The images largely come from a network of more than 200 automatic cameras, dubbed the PhenoCam Network, created by Richardson and placed on everything from weather towers to buildings. The cameras overlook landscapes of forests, prairies, shrub, and even tundra, recording at least one image an hour. In many cases they have been in place for several years, resulting in more than 5 million images.
“Analyzing this huge image archive presents all sorts of challenges for us — it’s more than my lab group can do on our own,” said Richardson. “So we are tapping into the power of the Internet to get amateur phenologists from around the world to help us with this task.”
The researchers initially tried to use algorithms to examine the images, but found that queries a human might have handled easily were stumping the computer.
“The questions we’re asking are very straightforward, things like: Are there plants flowering?, Have leaves started changing color?, and ‘Do you see snow in this picture?” Kosmala said. “But those questions turn out to be surprisingly difficult to answer with a computer. For example, when a field starts blooming with yellow flowers, the computer can’t really tell if there are flowers appearing or if the grass is turning yellow. But people can tell immediately.”
In addition to answering questions about the images, users will be asked to draw on some of them — for example, to draw shapes around trees in a picture — to help researchers track changes in specific locations.
Overall, Kosmala said, the questions are designed to be relatively easy — something a user could tackle with a few spare minutes during a lunch break or while waiting for the bus.
“The goal here is if someone just wants to come and try it out for a minute or two, or if someone wants to spend their lunch hour every day doing this, that information is all useful to us,” she said.

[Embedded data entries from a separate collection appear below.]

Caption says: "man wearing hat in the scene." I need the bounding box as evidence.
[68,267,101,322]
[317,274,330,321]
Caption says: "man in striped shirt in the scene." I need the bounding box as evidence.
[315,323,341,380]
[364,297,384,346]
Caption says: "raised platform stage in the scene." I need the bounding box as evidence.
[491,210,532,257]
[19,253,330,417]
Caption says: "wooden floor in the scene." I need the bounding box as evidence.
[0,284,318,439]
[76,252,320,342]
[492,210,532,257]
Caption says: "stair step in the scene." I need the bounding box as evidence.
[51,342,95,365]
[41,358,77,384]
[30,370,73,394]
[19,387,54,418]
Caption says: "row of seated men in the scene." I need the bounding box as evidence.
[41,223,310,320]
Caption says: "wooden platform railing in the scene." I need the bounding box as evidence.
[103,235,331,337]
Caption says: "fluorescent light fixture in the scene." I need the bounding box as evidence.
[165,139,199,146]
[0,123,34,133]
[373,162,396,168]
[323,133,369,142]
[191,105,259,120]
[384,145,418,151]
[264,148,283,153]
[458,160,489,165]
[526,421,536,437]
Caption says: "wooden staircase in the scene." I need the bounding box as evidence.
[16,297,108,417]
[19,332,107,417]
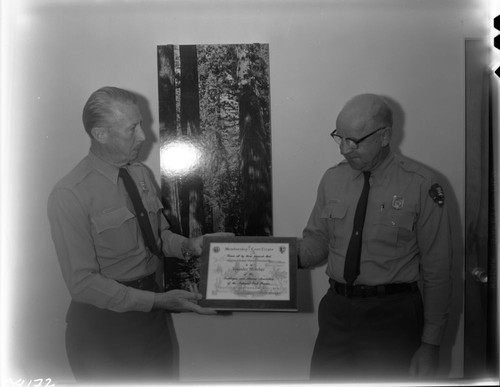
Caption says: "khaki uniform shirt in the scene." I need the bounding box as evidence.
[48,152,186,312]
[300,153,451,345]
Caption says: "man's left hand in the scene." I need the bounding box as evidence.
[182,232,234,257]
[410,343,439,378]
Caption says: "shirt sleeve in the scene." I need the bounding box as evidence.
[417,182,451,345]
[299,177,329,268]
[47,188,154,312]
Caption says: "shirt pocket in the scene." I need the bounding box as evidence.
[92,207,138,257]
[143,195,163,237]
[320,202,349,243]
[363,209,416,257]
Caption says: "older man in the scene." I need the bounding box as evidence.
[299,94,451,380]
[48,87,229,382]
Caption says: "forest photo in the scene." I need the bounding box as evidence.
[157,43,273,288]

The site includes a discussion forum where users can interact with one another and the researchers, and where researchers can share results from the study as they occur.
“Season Spotter provides a great opportunity for the general public to learn about how climate change is affecting the natural world around us,” said Richardson.
“These sorts of projects are really democratizing science,” Kosmala said. “People who may not be professionally trained as scientists can now contribute to real science in a meaningful way, and we can do research at a scale we couldn’t before.”